|The Public Paperfolding History Project
|The paperfolding of Okimasa (Kosho, sometimes Koshio) Uchiyama|
Okimasa (Kosho, sometimes Koshio) Uchiyama (son of Michio Uchiyama) was born in 1912 and died in 1998.
He is much more famous for his writings on Zen Buddhism than for his origami.
Wikipedia has an article on him which concentrates on his buddist writings Kosho Uchiyama - Wikipedia which contains in the bibliography - Uchiyama, Kosho (1962). Origami. Tokyo: Kokudosha.

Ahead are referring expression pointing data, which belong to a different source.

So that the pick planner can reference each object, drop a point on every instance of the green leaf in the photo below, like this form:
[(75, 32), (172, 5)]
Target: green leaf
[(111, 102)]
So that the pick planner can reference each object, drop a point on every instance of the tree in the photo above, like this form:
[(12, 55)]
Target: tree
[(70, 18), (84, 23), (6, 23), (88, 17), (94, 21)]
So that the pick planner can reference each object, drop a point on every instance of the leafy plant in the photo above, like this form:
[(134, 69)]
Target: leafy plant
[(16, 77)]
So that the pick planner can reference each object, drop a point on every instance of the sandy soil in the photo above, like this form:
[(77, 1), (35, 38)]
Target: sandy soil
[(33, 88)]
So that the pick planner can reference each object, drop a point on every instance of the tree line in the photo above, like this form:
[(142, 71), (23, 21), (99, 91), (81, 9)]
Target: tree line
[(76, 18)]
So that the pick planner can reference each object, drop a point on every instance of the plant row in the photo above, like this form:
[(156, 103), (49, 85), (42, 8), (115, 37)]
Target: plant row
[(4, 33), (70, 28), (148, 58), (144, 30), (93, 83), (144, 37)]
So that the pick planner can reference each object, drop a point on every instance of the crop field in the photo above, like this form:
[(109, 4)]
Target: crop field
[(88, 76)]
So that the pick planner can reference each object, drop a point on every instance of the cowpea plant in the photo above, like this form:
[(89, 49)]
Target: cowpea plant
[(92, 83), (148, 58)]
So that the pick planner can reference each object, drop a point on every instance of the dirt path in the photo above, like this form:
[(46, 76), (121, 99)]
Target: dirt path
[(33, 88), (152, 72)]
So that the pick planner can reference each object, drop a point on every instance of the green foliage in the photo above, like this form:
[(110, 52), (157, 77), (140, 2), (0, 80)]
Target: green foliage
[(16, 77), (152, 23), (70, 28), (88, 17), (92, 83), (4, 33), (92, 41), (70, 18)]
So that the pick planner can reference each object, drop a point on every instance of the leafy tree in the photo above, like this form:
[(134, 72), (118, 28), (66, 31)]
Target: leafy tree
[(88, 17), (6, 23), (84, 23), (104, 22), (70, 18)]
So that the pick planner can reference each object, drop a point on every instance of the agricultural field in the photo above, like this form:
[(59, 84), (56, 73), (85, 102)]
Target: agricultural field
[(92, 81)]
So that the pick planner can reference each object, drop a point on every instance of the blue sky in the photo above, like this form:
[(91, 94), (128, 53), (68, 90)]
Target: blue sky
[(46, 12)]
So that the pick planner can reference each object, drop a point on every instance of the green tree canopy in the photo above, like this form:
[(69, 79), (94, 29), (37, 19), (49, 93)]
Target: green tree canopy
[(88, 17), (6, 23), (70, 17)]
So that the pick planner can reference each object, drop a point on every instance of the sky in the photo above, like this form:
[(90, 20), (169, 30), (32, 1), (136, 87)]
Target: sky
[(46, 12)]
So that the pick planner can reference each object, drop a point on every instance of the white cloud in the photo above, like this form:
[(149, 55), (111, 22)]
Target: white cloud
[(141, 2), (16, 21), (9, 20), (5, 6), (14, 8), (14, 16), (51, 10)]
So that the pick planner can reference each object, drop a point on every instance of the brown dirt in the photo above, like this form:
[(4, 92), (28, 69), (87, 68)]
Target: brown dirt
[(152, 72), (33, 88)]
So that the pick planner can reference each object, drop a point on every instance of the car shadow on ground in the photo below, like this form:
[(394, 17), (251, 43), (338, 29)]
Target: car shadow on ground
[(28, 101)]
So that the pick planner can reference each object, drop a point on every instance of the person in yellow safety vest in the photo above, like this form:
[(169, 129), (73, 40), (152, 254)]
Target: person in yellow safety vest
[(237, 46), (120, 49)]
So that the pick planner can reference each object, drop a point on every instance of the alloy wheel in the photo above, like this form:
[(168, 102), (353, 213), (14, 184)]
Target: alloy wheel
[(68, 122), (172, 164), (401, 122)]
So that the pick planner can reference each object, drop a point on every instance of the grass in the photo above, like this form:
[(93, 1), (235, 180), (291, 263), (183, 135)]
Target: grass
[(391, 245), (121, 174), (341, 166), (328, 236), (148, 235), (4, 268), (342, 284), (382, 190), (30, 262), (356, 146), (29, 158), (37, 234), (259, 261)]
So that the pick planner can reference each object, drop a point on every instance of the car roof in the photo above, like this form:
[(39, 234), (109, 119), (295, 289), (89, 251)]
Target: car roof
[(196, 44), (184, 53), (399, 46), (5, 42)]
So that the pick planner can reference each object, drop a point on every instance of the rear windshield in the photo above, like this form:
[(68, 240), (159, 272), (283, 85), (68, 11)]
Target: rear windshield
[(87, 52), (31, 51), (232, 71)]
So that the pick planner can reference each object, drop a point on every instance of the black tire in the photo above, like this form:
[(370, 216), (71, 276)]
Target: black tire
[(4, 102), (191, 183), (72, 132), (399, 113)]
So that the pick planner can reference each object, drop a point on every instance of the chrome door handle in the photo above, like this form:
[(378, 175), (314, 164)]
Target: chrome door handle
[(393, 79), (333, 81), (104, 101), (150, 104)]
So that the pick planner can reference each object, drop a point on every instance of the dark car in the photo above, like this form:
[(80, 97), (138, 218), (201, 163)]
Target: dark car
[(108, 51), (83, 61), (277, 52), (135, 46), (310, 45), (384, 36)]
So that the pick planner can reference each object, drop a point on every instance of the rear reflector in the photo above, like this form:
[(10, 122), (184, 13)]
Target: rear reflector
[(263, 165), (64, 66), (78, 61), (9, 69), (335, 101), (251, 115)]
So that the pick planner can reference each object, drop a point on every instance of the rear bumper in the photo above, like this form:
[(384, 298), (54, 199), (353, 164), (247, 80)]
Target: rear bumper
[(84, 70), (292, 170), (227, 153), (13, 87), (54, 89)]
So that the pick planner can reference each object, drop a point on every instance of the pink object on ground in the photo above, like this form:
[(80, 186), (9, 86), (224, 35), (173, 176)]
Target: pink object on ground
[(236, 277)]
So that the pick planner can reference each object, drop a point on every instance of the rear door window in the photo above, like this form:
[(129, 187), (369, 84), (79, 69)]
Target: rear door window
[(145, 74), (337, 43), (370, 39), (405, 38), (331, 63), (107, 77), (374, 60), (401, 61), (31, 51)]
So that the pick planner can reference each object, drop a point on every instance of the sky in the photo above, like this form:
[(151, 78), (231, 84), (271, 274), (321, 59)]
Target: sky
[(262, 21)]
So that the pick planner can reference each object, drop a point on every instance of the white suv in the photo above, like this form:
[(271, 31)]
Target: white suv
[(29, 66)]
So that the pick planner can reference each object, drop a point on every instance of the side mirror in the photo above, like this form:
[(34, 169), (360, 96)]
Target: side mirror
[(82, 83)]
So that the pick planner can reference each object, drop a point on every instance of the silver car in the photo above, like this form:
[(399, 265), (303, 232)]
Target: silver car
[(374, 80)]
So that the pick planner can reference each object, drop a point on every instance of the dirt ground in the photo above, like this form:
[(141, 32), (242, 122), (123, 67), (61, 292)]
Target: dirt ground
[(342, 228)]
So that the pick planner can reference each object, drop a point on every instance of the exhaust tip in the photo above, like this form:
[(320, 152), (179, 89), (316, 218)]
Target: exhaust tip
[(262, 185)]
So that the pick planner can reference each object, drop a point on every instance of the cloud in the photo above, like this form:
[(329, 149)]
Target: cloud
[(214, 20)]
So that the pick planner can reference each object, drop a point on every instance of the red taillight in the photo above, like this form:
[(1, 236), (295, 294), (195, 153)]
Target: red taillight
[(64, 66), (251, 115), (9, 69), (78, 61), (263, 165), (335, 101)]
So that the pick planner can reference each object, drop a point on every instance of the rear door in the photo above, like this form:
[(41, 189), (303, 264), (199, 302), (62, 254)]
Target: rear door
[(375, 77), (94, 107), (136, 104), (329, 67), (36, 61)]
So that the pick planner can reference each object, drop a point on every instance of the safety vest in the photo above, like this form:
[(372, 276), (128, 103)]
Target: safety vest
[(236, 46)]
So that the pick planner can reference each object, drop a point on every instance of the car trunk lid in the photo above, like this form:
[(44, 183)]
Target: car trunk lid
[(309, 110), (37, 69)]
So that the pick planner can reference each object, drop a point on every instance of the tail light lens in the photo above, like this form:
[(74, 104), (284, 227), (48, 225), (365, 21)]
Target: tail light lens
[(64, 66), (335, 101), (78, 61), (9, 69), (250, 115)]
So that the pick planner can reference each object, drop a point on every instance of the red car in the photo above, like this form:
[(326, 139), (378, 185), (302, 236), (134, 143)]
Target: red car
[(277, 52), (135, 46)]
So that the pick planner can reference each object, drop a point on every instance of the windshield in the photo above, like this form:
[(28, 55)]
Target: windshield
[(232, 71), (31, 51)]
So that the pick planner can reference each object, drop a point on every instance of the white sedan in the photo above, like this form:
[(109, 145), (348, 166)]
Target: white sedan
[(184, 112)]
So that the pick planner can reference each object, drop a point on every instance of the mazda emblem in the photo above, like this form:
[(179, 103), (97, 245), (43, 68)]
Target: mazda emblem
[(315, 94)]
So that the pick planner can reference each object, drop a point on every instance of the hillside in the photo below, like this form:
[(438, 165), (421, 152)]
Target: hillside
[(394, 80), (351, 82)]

There is a German edition of this book Origami: Uchiyama, Kosho: 9783824114085: Amazon.com: Books
About Everett Zazen Group gives a picture of Kosho Uchiyama with one of his (heavily cut) origami creations.

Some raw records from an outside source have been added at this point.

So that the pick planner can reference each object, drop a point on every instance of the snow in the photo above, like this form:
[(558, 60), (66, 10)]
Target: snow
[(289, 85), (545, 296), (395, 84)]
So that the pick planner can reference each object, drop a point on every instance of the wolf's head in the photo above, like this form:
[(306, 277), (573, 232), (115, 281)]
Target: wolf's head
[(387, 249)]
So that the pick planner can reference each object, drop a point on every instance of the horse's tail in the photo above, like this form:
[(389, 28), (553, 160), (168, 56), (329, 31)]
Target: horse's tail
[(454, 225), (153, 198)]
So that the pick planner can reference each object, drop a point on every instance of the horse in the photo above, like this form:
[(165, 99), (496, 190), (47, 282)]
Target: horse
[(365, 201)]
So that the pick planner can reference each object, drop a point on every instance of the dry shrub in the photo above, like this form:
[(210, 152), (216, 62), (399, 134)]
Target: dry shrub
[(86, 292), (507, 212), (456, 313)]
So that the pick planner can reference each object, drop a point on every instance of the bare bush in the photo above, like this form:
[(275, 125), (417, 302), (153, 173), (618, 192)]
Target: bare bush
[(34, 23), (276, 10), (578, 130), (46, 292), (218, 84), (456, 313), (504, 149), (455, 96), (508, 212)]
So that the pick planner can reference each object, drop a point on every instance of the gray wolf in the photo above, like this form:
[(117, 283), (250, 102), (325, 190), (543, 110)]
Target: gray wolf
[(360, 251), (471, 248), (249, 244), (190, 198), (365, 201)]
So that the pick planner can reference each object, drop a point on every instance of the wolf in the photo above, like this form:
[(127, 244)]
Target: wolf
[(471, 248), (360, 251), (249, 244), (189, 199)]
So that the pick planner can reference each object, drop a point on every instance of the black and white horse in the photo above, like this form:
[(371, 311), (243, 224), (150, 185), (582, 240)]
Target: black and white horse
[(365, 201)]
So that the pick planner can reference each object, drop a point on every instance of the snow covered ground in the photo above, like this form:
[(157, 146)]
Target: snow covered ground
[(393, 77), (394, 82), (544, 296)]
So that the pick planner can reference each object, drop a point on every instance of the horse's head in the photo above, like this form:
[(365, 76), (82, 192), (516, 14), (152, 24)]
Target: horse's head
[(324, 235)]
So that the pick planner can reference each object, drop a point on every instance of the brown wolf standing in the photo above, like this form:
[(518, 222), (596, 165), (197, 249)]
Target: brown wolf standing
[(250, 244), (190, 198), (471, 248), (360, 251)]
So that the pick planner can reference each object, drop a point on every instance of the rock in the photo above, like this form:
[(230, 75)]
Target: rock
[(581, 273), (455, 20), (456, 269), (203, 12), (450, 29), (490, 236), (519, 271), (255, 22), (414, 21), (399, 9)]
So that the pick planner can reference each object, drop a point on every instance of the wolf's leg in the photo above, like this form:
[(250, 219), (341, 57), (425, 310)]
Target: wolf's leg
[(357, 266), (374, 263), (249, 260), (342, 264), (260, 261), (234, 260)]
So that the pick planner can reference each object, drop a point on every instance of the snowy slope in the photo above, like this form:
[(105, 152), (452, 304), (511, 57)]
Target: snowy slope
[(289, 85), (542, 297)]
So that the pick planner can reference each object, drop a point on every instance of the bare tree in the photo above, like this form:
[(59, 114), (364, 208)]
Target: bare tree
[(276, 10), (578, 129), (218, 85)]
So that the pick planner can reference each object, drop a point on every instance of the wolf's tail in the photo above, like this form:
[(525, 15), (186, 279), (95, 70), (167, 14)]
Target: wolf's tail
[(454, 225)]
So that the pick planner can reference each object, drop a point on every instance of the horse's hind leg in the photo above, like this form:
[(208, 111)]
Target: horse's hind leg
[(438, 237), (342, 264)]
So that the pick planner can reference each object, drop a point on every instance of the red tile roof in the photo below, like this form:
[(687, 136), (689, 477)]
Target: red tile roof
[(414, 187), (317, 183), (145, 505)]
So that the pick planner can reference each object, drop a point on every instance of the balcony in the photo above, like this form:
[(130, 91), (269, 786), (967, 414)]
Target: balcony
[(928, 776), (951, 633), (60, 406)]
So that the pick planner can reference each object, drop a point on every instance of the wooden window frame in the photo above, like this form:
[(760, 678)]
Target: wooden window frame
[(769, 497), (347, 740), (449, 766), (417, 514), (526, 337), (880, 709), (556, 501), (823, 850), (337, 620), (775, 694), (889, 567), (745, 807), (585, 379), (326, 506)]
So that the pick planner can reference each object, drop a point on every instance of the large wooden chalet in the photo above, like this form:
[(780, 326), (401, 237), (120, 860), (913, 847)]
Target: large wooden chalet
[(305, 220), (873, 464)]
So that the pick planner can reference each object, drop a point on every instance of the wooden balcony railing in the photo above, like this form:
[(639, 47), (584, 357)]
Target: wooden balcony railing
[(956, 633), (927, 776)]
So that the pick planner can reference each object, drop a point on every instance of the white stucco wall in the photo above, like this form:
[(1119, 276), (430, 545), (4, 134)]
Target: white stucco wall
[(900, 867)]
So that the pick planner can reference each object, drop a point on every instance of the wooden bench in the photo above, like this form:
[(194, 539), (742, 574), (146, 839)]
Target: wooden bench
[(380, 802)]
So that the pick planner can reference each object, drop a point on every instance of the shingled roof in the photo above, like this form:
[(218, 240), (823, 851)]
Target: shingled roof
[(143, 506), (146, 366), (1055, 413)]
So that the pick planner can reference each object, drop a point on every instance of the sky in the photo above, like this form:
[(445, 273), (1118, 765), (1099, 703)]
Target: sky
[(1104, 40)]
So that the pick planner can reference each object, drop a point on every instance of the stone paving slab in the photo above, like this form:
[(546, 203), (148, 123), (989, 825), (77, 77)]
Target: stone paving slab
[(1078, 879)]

Kosho Uchiyamam is mentioned in David Lister's article 'A Miscellaneous Collection of Jottings on the History of Origami' which was written in 1998.
We have futher light on this from the Uchiyama family. You may have heard that Kosho Uchiyama died last March in his 80s. A Buddhist priest living in a monastery, Uchiyama was of the same generation as Yoshizawa, and shared an interest in Origami. In 1958 he published a colorful book of Origami for children called "Origami Zukan", which was compared at the time with Yoshizawa's "Origami Tokuhon", which was published the previous year, 1957. The difference was that Uchiyama's book contained more cutting than that of Yoshizawa. Although Uchiyama had some fine models, the standard of his folding was not as fine as that of Yoshizawa. Neverthelesss, he was a close rival and Kosho Uchiyama went on to publish several more books for adults and children, which (according to the newly prevailing ideas, frowning upon it), contained much less cutting.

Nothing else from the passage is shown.